Coach or mentor? Ask or advise? This is the dilemma facing all leaders who are considering bringing coaching into their professional toolkit. Some crucial questions that are asked include:
|How do I know if this is a coaching or a mentoring situation? |
Is it wrong of me not to offer a view if I can see a solution?
If I don’t tell them, how on earth will they get to the right outcome?
Can I sit back and wait, and run the risk of them making mistakes?
If I don’t tell them, will they be more empowered when they come to their own solutions?
If I am coaching someone who I am responsible for, is there a conflict of interest?
Can I start a conversation by coaching, and change to mentoring at some point
These are worthwhile exploring deeply. As a coach, I have a deeply held view that coaching is the best first port of call in most situations, barring emergencies. However, flexibility is key, especially in the fast moving world of work.
Distinguish between “coaching sessions” and “ a coaching approach”

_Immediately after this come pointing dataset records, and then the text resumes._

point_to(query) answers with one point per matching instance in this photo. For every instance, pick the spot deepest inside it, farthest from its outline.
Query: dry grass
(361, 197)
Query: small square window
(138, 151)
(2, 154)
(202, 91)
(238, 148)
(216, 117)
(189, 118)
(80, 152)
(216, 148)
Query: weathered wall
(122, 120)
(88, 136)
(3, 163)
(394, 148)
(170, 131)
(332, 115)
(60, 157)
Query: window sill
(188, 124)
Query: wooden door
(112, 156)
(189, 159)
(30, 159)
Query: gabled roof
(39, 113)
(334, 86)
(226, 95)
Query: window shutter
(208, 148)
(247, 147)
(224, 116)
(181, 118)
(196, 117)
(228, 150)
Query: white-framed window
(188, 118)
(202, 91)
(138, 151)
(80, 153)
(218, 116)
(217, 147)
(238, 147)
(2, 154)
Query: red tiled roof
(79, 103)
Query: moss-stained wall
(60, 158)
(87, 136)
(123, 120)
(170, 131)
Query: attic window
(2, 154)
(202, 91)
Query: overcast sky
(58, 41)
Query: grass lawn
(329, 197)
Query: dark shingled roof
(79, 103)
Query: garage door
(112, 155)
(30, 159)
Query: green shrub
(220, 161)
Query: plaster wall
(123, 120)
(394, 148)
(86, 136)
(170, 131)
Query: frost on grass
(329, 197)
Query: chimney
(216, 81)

There are thousands of qualified coaches in the UK, having private 121 coaching sessions. But there are far more people who have learnt some coaching skills, and who are using them in informal, everday situations. These two groups are entitled to have a different approach to the thorny topic of advice. Our view is:
- Qualified coaches having 121 sessions: advice only in emergencies
- Leaders and others using coaching skills on an everyday basis: advice can be weaved into conversations that have elements of coaching within them
Let’s unpick both these statements and see why I have said them!
Qualified coaches having 121 sessions: advice only in emergencies
The main reason for this is that this is what is agreed with the coachee. We tell our coachees that they are “creative, resourceful and whole, and that they have the answers within them”. And if we don’t say that explicitly, we do imply that strongly! If we start offering advice, we are undermining that message. We are saying that they may have the answer, but we may have a better one. Or that they can be trusted to work out their own issues, but only until a certain point.

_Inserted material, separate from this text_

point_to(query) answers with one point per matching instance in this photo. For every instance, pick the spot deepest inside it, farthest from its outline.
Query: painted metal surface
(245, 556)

Also, being an advisory type of coach completely changes our thinking about the conversation, and what we are listening for. We may start listening for places to offer a bit of guidance and add value. And then, we may stop listening for the deeper themes and clues that may help the coachee resolve the topic themselves. The direction of travel could change completely.
And finally, it is hard to work out which bits of advice to give, and which to hold back from. Most coaches are highly engaged people, full of ideas and creativity. The advice monkey is probably firing on all four cylinders (forgive the mixed metaphor!) throughout the coaching session. We may give one small bit of advice early in a session, but then have an even more brilliant idea later, and then give that too. And then another one. Before we know it, the coaching session has turned into an ideas sharing.
Leaders and others using coaching skills on an everyday basis: advice can be weaved into conversations that have elements of coaching within them
There is a different dynamic at play here. A manager or colleague using coaching approaches to everyday conversations doesn’t have the same restrictions as a coach in a 121 coaching relationship. Many managers choose to use the coaching skills of listening, questioning and pausing as a way of engaging with their teams. And a bit of advice, or even some clear direction and instruction, are often part of the way managers engage.
Offering a bit of advice to a team member or colleague isn’t necessarily undermining a protected relationship, in the way that it would be with a coach/coachee scenario. In fact, offering advice or guidance is often an essential part of the way that team leaders work. If advice is delivered clearly, without strong attachment, or judgement, then it can be an incredibly supportive way of working with a colleague.
Our working model for managers – holding back from giving advice too soon.
Many people report that they have been given unhelpful advice, or advice that they would reject or ignore. Either it is inappropriate, badly timed, or just unnecessary. Think about all the advice you have been given over the years. How much of it has been great? And how much has been terrible?
The worry that people often say when I suggest that they hold back from giving advice is “but what about all these good ideas I have, that may help and may make things easier?” I agree! But I also think that there is a time that these can work well, and that is towards the end of any conversation.
Special for everyday coaching style conversations – two alternative approaches
Ask, not tell. When talking with colleagues or team members, start off with the belief of “I don’t need to offer any guidance or advice”. Let the conversation continue, ask good questions, and help them come to their own answers and conclusions. It may take longer than the straightforward way of just giving advice. But it may not!
Ask, then tell (if necessary). Same approach as above. Help them come to their own ideas and conclusions. And, after that, if there is a gap or something more that needs to be shared, then offer your thoughts, ideas or suggestions. By having this top up approach, you are giving them the best chance of coming up with their ideas. And you are also respecting your own knowledge, and your own opportunity to share and to add value.
Many people make decisions about whether to offer advice on a situation by situation basis. Others have as their default to either be very advisory or rarely advisory. In coach training, the vast majority of our coaches say, at the beginning of their training “I want to learn how to give advice less!” And they do! And when they do, the most common feeling is one of pride – pride in themselves for holding back, and pride in their colleagues/coachees for solving their own issues. Have a go, and see what feeling it evokes for you.
Happy coaching, and happy non-advising!